You are viewing a plain text version of this content. The canonical link for it is here.
Posted to dev@pig.apache.org by "Ángel Álvarez (JIRA)" <ji...@apache.org> on 2015/04/28 10:41:06 UTC

[jira] [Updated] (PIG-4512) No performance improvement using OrcStorage

     [ https://issues.apache.org/jira/browse/PIG-4512?page=com.atlassian.jira.plugin.system.issuetabpanels:all-tabpanel ]

Ángel Álvarez updated PIG-4512:
-------------------------------
    Description: 
I've been doing some tests with Pig & Hive, trying to gain some performance using the OrcStorage class and his "Predicate Push Down" loader. I've followed the next steps:

1, Download a dataset

ftp://ita.ee.lbl.gov/traces/NASA_access_log_Aug95.gz

2. Create a new larger file by copying the same original file multiple times.

cat NASA_access_log_Aug95 NASA_access_log_Aug95 ... > NASA

3. Add a new line in the data file

echo 'slppp6.intermind.net - - [01/Aug/1995:00:00:11 -0400] "GET test HTTP/1.0" 200 9202' >> NASA

and split the file into different parts

split -l 1000000 NASA NASA.

4. Create the ORC table in Hive

DROP TABLE nasadata_txt;
DROP TABLE nasadata_orc;

CREATE TABLE nasadata_txt(ip VARCHAR(50), user_identifier VARCHAR(50), user_id VARCHAR(50),date_time VARCHAR(50),zone VARCHAR(10),method VARCHAR(5),uri VARCHAR(200),version VARCHAR(10),status DECIMAL(3,0),size DECIMAL(10,0)) ROW FORMAT DELIMITED FIELDS TERMINATED BY ' ' STORED AS TEXTFILE;
CREATE TABLE nasadata_orc(ip VARCHAR(50), user_identifier VARCHAR(50), user_id VARCHAR(50),date_time VARCHAR(50),zone VARCHAR(10),method VARCHAR(5),uri VARCHAR(200),version VARCHAR(10),status DECIMAL(3,0),size DECIMAL(10,0)) STORED AS ORC;

-- Load into Text table
LOAD DATA LOCAL INPATH 'NASA.*' INTO TABLE nasadata_txt;


-- Copy to ORC table
INSERT OVERWRITE TABLE nasadata_orc SELECT * FROM nasadata_txt;

5.  Execute this pig script

rmf /tmp/pruebaPPD;

A = LOAD '/apps/hive/warehouse/nasadata_orc' using OrcStorage() as (ip,user_identifier,user_id,date_time,zone,method,uri,version,status,size);
A = foreach A generate ip,uri,status;
A = filter A by uri == 'test';
A = group A by uri;
A = foreach A generate group,COUNT(*);
store A into '/tmp/pruebaPPD' using PigStorage(';');

6. Execute the previous script replacing OrcStorage by org.apache.hive.hcatalog.pig.HCatLoader.

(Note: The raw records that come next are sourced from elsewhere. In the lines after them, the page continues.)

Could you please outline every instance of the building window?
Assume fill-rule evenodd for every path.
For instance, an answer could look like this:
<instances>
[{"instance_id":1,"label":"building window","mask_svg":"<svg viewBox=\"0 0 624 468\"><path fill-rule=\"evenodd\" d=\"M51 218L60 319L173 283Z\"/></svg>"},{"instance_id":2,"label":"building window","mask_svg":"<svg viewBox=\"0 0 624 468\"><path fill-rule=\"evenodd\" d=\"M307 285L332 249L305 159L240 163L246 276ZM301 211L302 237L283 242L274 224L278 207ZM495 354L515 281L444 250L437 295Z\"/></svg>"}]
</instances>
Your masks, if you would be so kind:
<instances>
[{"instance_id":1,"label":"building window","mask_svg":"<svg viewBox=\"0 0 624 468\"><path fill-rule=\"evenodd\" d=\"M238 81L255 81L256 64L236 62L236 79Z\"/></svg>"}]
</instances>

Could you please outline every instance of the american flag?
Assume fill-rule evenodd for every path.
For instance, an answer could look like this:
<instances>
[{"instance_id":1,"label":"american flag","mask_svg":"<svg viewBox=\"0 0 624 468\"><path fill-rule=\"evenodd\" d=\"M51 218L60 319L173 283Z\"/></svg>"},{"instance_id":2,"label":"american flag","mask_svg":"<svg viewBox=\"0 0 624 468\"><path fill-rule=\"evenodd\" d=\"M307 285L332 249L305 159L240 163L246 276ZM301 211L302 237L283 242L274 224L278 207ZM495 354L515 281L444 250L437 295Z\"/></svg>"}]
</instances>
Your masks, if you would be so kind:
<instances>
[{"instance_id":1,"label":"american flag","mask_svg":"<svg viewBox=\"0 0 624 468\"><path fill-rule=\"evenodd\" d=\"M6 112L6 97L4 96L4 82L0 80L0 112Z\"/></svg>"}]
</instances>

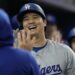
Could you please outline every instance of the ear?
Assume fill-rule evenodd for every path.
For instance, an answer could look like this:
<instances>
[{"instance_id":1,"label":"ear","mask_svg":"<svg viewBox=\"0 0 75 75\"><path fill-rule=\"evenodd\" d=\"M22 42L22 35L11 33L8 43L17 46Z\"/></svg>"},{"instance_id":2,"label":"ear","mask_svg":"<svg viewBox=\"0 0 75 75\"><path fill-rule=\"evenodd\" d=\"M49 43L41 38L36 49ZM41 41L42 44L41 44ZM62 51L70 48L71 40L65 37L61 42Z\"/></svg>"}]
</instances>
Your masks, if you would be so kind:
<instances>
[{"instance_id":1,"label":"ear","mask_svg":"<svg viewBox=\"0 0 75 75\"><path fill-rule=\"evenodd\" d=\"M46 20L44 20L44 27L46 27L46 25L47 25L47 21L46 21Z\"/></svg>"}]
</instances>

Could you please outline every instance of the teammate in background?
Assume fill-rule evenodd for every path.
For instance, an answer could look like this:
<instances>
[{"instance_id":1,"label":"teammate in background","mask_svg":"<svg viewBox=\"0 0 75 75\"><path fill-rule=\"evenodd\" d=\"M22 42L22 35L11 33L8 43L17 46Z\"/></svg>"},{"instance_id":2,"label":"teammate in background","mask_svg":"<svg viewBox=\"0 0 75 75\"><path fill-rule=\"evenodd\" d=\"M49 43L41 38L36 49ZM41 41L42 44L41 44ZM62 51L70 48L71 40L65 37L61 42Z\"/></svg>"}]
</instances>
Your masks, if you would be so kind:
<instances>
[{"instance_id":1,"label":"teammate in background","mask_svg":"<svg viewBox=\"0 0 75 75\"><path fill-rule=\"evenodd\" d=\"M69 32L68 43L69 43L69 46L75 52L75 27L71 29L71 31Z\"/></svg>"},{"instance_id":2,"label":"teammate in background","mask_svg":"<svg viewBox=\"0 0 75 75\"><path fill-rule=\"evenodd\" d=\"M13 31L7 13L0 9L0 75L39 75L28 51L13 47Z\"/></svg>"},{"instance_id":3,"label":"teammate in background","mask_svg":"<svg viewBox=\"0 0 75 75\"><path fill-rule=\"evenodd\" d=\"M51 39L56 42L63 43L62 33L58 29L56 24L56 17L53 15L46 15L47 17L47 26L46 26L46 38Z\"/></svg>"},{"instance_id":4,"label":"teammate in background","mask_svg":"<svg viewBox=\"0 0 75 75\"><path fill-rule=\"evenodd\" d=\"M18 42L17 42L17 33L18 33L18 28L19 28L19 23L17 21L17 15L14 15L12 18L11 18L11 26L12 26L12 29L13 29L13 36L14 36L14 47L17 47L18 45Z\"/></svg>"},{"instance_id":5,"label":"teammate in background","mask_svg":"<svg viewBox=\"0 0 75 75\"><path fill-rule=\"evenodd\" d=\"M45 38L46 17L39 5L25 4L17 18L24 28L18 33L19 47L34 52L42 75L75 75L74 52Z\"/></svg>"}]
</instances>

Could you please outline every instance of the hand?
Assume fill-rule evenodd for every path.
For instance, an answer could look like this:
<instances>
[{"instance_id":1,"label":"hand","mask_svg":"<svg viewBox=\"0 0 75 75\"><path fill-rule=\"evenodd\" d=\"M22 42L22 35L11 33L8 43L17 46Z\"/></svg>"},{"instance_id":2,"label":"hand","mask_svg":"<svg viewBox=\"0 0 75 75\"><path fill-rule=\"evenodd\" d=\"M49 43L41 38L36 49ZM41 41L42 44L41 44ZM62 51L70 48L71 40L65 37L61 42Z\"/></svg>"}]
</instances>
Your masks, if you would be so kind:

I can't see any difference in performance between using OrcStorage and HCatLoader. Is there anything wrong in what I'm doing? Do I have to set any property?

  was:
I've been doing some tests with Pig & Hive, trying to gain some performance using the OrcStorage class and his "Predicate Push Down" loader. I've followed the next steps:

1, Download a dataset

ftp://ita.ee.lbl.gov/traces/NASA_access_log_Aug95.gz

2. Create a new larger file by copying the same original file multiple times.

cat NASA_access_log_Aug95 NASA_access_log_Aug95 ... > NASA

3. Add a new line in the data file.

echo 'slppp6.intermind.net - - [01/Aug/1995:00:00:11 -0400] "GET test HTTP/1.0" 200 9202' >> NASA

4. Create the ORC table in Hive

DROP TABLE nasadata_txt;
DROP TABLE nasadata_orc;

CREATE TABLE nasadata_txt(ip VARCHAR(50), user_identifier VARCHAR(50), user_id VARCHAR(50),date_time VARCHAR(50),zone VARCHAR(10),method VARCHAR(5),uri VARCHAR(200),version VARCHAR(10),status DECIMAL(3,0),size DECIMAL(10,0)) ROW FORMAT DELIMITED FIELDS TERMINATED BY ' ' STORED AS TEXTFILE;
CREATE TABLE nasadata_orc(ip VARCHAR(50), user_identifier VARCHAR(50), user_id VARCHAR(50),date_time VARCHAR(50),zone VARCHAR(10),method VARCHAR(5),uri VARCHAR(200),version VARCHAR(10),status DECIMAL(3,0),size DECIMAL(10,0)) STORED AS ORC;

-- Load into Text table
LOAD DATA LOCAL INPATH 'NASA_access_log_Aug95' INTO TABLE nasadata_txt;
LOAD DATA LOCAL INPATH 'NASA.*' INTO TABLE nasadata_txt;


-- Copy to ORC table
INSERT OVERWRITE TABLE nasadata_orc SELECT * FROM nasadata_txt;

5.  Execute this pig script

rmf /tmp/pruebaPPD;

A = LOAD '/apps/hive/warehouse/nasadata_orc' using OrcStorage() as (ip,user_identifier,user_id,date_time,zone,method,uri,version,status,size);
A = foreach A generate ip,uri,status;
A = filter A by uri == 'test';
A = group A by uri;
A = foreach A generate group,COUNT(*);
store A into '/tmp/pruebaPPD' using PigStorage(';');

6. Execute the previous script replacing OrcStorage by org.apache.hive.hcatalog.pig.HCatLoader.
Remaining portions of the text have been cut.